ある生徒さんに「ほら、信号が赤になったら渡りませんよね?」と言ったら「え、車が来なければ渡っちゃうけど」と返ってきた。関西出身かと聞いたら東京育ちだった。「普通こうでしょ?」という『普通』はみんな違う。
僕はある時期法子に、常識的に考えろよとか、100人に聞いたら100人こう答えるぜとか、そういう無駄な言葉を発していました。いつも哀れな本池君。私達ボールルームダンスのカップルに必要なのは、このたった二人の中での共通言語がしっかりしていることではないか。そうして困った男は一般の方々がどのようにこの由々しき問題に対応しているかヤフーを開きました。
『ある一つのことに対してそれを言葉にしようとする時、育った環境やモノの価値観によって表現される言葉が異なる』
……うん、知ってる。形状を認識したい人はリンゴは丸いと言うし、色を認識したい人はリンゴは赤いというやつです。俺パー第7回で「逆もまた真なり」という内容に触れましたが、それはこの派生です。
例えば、必死になって「リンゴは丸いじゃん!」と言っても、リンゴ は赤いものだと思っている相手には丸いことなんてどうでも良くて、立て板に水なわけ。その時に相手が丸だと認識できるものを探すよりも先に、こんなこともわからないのかと相手への非難を始めてしまうことで、無駄タイムがスタートしてしまうのです。無駄タイムが1時間過ぎたあたりで「ボールの丸さだよ」と伝えたところ「最初からそう言ってよ」と言われて大きく肩を落とす。そういうことを何度したでしょう。

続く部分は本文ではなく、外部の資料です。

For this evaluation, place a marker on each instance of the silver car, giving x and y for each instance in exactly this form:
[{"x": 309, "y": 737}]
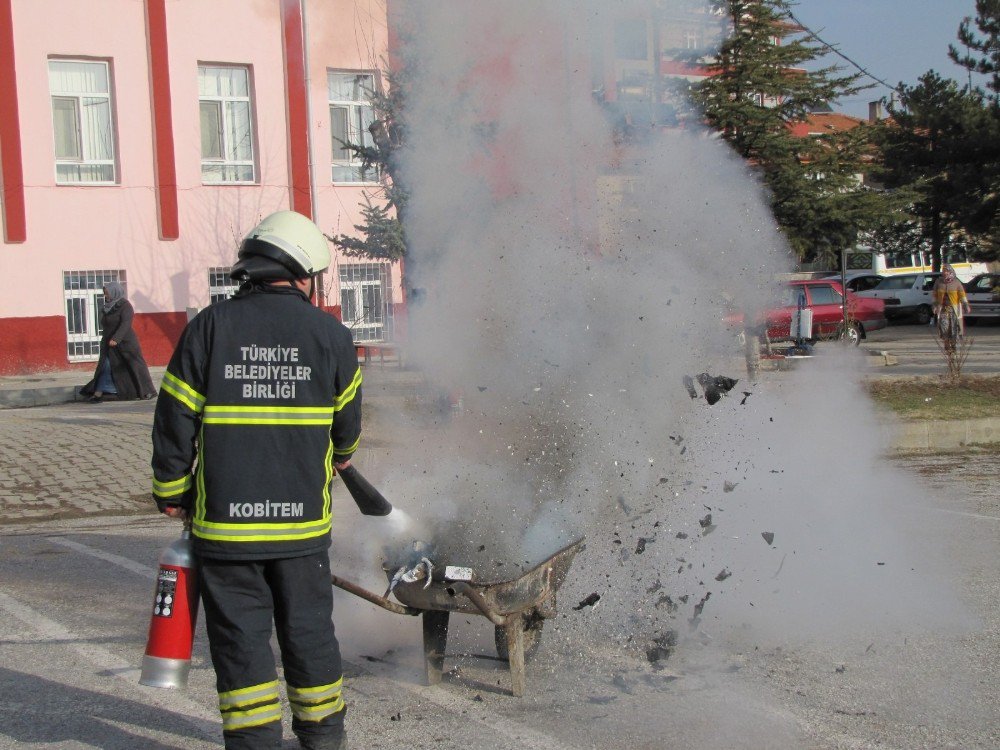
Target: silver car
[
  {"x": 983, "y": 292},
  {"x": 906, "y": 295}
]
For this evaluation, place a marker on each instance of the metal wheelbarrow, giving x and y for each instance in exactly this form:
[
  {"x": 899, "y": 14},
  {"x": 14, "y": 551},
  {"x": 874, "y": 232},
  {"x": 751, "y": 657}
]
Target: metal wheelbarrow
[{"x": 517, "y": 608}]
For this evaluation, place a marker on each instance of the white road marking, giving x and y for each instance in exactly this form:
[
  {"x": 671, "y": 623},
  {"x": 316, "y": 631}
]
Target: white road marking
[
  {"x": 201, "y": 719},
  {"x": 146, "y": 571}
]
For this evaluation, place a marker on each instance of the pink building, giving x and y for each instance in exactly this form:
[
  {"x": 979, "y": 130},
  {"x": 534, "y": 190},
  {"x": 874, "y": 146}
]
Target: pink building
[{"x": 139, "y": 141}]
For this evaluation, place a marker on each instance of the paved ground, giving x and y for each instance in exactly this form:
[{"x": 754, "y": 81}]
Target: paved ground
[{"x": 78, "y": 543}]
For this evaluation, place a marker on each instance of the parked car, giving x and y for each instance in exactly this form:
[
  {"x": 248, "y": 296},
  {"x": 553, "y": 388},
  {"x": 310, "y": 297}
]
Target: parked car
[
  {"x": 983, "y": 292},
  {"x": 826, "y": 300},
  {"x": 906, "y": 295},
  {"x": 858, "y": 281}
]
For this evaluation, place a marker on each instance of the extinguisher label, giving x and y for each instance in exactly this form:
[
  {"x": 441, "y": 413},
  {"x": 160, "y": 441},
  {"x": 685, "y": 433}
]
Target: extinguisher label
[{"x": 166, "y": 593}]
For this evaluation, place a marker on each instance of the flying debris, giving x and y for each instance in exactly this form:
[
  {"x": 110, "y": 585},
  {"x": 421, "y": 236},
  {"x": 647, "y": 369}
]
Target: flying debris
[
  {"x": 716, "y": 386},
  {"x": 689, "y": 384},
  {"x": 662, "y": 647}
]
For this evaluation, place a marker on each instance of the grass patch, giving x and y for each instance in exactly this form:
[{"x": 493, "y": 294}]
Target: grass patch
[{"x": 934, "y": 397}]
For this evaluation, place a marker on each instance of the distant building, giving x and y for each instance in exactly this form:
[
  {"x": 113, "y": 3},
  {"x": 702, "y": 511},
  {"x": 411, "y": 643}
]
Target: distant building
[{"x": 141, "y": 139}]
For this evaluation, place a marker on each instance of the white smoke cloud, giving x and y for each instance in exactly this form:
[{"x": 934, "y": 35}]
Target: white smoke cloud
[{"x": 562, "y": 301}]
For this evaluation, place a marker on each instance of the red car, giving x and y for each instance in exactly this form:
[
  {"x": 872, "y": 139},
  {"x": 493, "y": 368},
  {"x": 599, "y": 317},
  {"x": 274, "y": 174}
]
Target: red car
[{"x": 825, "y": 298}]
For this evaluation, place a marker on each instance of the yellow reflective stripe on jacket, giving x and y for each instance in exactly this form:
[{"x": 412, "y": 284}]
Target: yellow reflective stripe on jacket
[
  {"x": 259, "y": 532},
  {"x": 349, "y": 392},
  {"x": 254, "y": 717},
  {"x": 316, "y": 703},
  {"x": 315, "y": 694},
  {"x": 182, "y": 392},
  {"x": 317, "y": 713},
  {"x": 349, "y": 449},
  {"x": 269, "y": 415},
  {"x": 266, "y": 691},
  {"x": 173, "y": 488}
]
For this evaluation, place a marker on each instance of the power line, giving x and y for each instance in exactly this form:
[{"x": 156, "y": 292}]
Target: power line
[{"x": 840, "y": 54}]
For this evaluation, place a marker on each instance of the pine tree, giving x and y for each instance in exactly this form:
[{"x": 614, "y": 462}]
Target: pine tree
[
  {"x": 988, "y": 46},
  {"x": 760, "y": 89},
  {"x": 382, "y": 235},
  {"x": 932, "y": 151}
]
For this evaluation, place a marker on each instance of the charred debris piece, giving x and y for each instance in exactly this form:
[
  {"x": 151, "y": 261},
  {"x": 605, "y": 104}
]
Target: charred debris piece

こうして学んだことは『正しい言葉で伝えれば必ず伝わるはず』という 『間違い』に早く気付くこと。学校でよく勉強した人ほどこっち側に来やすいです。どこの筋肉をどういう流れでとか言うより、にゅるっとここらへんをこうして、って伝えたほうが良い相手というのは存在するのです。
「1の終わりでライズ始まるじゃん!」と言うより、「2 の前にライズ始まってなきゃじゃん!」と言った方が良い相手が存在するのです。教科書という一般常識らしきものは ただの物差しです。自分の勉強したことを見せびらかすことをやめて、素直に伝わる言葉を選びましょう。
また、聞く側になった時、相手が何を言ったか言葉を解釈するのではなく、どういう意味でその言葉を発したかを考える癖をつければ、不要な口喧嘩が減るでしょう。先生から「次は頑張れよ」と言われた時に、「よぉし、期待されてるぜ!」と奮起する人、「あぁ、全然足りてないんだ……」とガッカリする人、大きく分けて2種類います。
前に進める人というのは良きにせよ悪しきにせよ、その言葉の真意に関係無く自分のいいように解釈してしまえる力を持っています。